# Forum Home Renovation Bathrooms  hardwood floorboards in bathroom

## manofaus

just wondering how we can get away with having timber floorboards (polished) in our bathroom. Do we have to have a subfloor that is waterproof and then lay the floorboards on top? there will be a tiled shower area, but as for around the bath and rest of bathroom we would like it to be polished floorboards. It would make it hard as we would like the rest of the floorboards to extend from the rest of the house and flow into the bathroom.

----------


## SilentButDeadly

We 'got away' with it...but I couldn't tell you how.  Because I've no idea...we just did it and no-one that was supposed to have an opinion said anything.

----------


## Oldsaltoz

There are some new homes with bathrooms and all timber floors but to meet the standard the floor of the bathroom (or other wet area) is set down far enough for the joists to remain above the recessed floor and a waste outlet located will falls from all sides to ensure no water remains. 
One option is to Waterproof the whole floor and glue down boards made of timber look alike waterproof materials (no nails through the waterproofing). 
The advantage of this method and material is no maintenance and no wood rot or stains from contact with water and it meets the standards. 
Good luck.   :Smilie:

----------


## RhonaV

So did you do it?

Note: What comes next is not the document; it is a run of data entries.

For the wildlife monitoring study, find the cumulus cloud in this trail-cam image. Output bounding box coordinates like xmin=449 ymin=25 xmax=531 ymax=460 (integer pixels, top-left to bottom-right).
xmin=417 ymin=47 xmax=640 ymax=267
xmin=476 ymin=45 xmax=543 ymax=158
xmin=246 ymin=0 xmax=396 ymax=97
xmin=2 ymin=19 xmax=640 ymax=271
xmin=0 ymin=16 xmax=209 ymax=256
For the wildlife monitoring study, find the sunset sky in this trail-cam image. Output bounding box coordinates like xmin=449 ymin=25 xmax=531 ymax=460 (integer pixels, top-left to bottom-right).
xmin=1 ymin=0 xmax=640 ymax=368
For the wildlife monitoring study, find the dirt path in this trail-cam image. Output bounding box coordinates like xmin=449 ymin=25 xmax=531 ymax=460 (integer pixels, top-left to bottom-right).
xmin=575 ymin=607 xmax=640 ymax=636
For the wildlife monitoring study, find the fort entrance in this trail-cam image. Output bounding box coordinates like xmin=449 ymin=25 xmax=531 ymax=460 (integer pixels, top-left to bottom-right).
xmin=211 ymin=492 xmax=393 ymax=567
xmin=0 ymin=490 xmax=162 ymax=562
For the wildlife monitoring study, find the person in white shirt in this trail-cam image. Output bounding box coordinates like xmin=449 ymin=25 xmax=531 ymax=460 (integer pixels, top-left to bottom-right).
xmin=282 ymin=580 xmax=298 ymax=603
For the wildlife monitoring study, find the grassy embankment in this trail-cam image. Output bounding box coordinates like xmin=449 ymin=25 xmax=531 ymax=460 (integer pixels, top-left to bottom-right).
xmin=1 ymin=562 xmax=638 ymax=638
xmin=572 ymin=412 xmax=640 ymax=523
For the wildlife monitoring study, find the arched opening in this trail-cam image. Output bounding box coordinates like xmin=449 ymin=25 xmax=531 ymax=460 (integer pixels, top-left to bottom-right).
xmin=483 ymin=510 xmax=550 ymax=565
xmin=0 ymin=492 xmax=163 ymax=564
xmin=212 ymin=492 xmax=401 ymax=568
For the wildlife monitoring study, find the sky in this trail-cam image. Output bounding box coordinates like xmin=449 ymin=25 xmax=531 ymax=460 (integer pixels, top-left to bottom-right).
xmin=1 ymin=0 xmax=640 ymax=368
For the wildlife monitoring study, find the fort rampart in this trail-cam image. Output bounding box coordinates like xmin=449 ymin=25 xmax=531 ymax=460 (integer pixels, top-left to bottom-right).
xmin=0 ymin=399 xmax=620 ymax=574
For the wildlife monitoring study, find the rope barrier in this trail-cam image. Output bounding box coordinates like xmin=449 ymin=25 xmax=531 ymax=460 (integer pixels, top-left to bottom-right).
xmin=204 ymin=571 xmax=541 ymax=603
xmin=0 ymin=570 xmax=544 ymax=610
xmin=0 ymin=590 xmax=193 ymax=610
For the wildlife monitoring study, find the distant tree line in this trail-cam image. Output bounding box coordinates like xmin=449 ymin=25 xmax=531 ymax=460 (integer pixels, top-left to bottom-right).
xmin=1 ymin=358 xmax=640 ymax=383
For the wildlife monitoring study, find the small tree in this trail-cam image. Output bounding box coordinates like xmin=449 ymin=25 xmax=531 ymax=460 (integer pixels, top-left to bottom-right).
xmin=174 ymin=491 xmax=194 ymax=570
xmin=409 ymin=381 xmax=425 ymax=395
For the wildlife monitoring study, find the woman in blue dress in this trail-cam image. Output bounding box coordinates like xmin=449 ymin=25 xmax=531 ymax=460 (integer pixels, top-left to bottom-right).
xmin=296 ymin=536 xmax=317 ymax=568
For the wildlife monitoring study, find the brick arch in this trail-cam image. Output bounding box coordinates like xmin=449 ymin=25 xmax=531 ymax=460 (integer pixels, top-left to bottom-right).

Would also like the polished floorboards as in the rest of the house look. We have a shower over the bath and horrid overlay on top of beautiful wooden floor. What would you (did you? )use to maximise the polished /waterproofed effect?

----------


## r3nov8or

I have seen it done (i.e. original hardwood boards as bathroom flooring), and it's standing up to time very well. It was also approved by the council inspector as being 'in keeping' with the original house (polished boards throughout). But this is a 'grown-ups' house who understand that minimising water pooling is important. Given that, personally I wouldn't suggest this in a family bathroom where the kids think the floor is a better place for the water than the bath.

----------


## smallhouse

I got the wooden floor, just needed a statutory declaration signed by a jp.  ( owner builder )

----------


## ajm

hang on a minute. we have a house (in Qld) with hardwood floors that are in the bathroom also. we have a shower with a plastic pan which sits above the floor. we bought the house with the bathroom this way and successive builders have not said anything. is there anything we should be looking at?

----------


## ringtail

Ive seen bulk new houses with timber floors, no set down, just a floor waste with NO fall to it, walk in shower has a 100 mm hob though. Ive got timber boards in my ensuite with no drama, again 100 mm hob

----------


## ajm

so your shower is 10cm above the floor. ours wouldn't be 3cm to the top of the acrylic pan. and the house is a post war box basic on the northside of brisbane. i am just about to redo it and replace the shower with a bath for the kids, so this shouldn't be an issue in a month or so. am curious about the waterproofing of the gap between bath hob and floor, wall and floors though.

----------


## ringtail

> so your shower is 10cm above the floor. ours wouldn't be 3cm to the top of the acrylic pan. and the house is a post war box basic on the northside of brisbane. i am just about to redo it and replace the shower with a bath for the kids, so this shouldn't be an issue in a month or so. am curious about the waterproofing of the gap between bath hob and floor, wall and floors though.

  Nah the shower is separated from the rest of the bathroom/ensuite by a 100 mm tiled over hebel hob. The actual finished floor level of the tiles in the shower is probably 30 mm higher than the timber floor. When I built it, the toilet was existing but I enclosed the rear stair landing to become the ensuite shower, knocked a doorway through a wall = 1 x ensuite. The stair landing was already set down 20 mm from the rest of the house so with tile underlay, wet seal, motar bed and tiles the FFL is higher than the house floor. But, in the event of a drain failure the water has to rise 100 mm to get out of the shower enclosure.

----------


## dayle_bct

Just stumbled upon this thread - I'm renovating a bathroom and we found that the beautiful timber flooring throughout the rest of the house was under the cement screeded floor that we ripped out.  I was surprised to see the floorboards and really like the look of them.  Do you think that it's feasible to keep them as the flooring for the bathroom?  There will be a shower over bath, toilet and vanity on the floor.... 
Also, would the floor finish have to be a high gloss finish to keep it waterproof?  I was hoping to have more of a matte, natural finish throughout the rest of the house which might complicate things! 
Cheers

----------